After the initial three-day IV period, patients typically transition to oral PPIs taken twice daily for about two weeks, then once daily for a duration that depends on the underlying cause. If the ulcer was related to H. pylori, you’ll also receive a course of antibiotics to clear the infection. If NSAIDs were the trigger, stopping or switching those medications is essential to prevent a recurrence.

Key Risk Factors

Some people are at considerably higher risk for upper GI bleeding. The biggest modifiable risk factors are NSAID use (including low-dose aspirin) and untreated H. pylori infection. Anticoagulant and antiplatelet medications used for heart conditions also raise the risk. Chronic heavy alcohol use damages the stomach lining directly and, over time, can lead to liver disease and the formation of varices.

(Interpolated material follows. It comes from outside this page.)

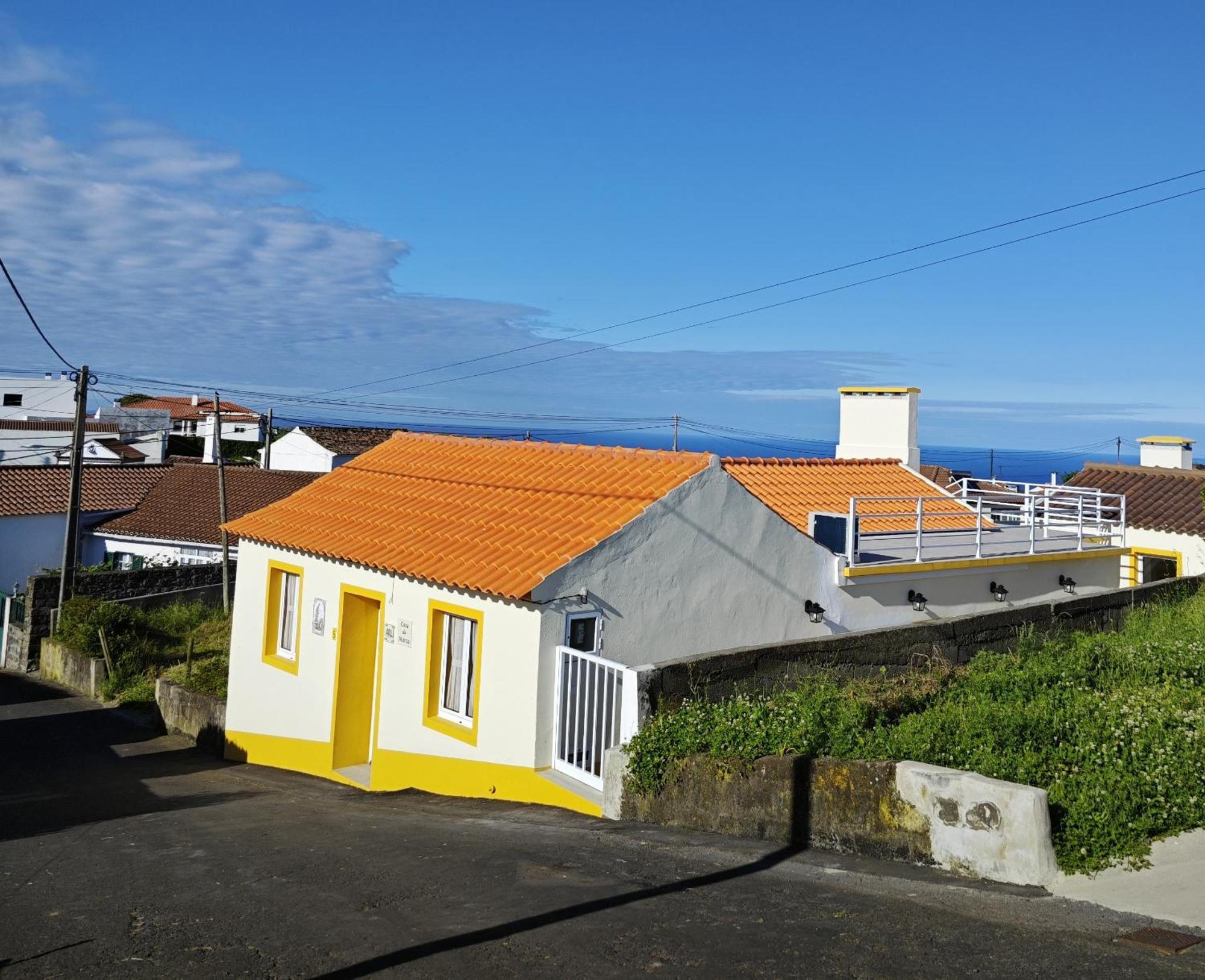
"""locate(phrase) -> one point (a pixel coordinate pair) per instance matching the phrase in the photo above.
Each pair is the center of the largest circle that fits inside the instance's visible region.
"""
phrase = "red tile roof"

Older adults are particularly vulnerable because the stomach lining thins with age and they’re more likely to be on NSAIDs or blood thinners.

Prior history of GI bleeding is itself a strong predictor of future episodes. If you’ve had one bleed, addressing the underlying cause, whether that’s eradicating H. pylori, discontinuing NSAIDs, or managing liver disease, is the most effective way to prevent another.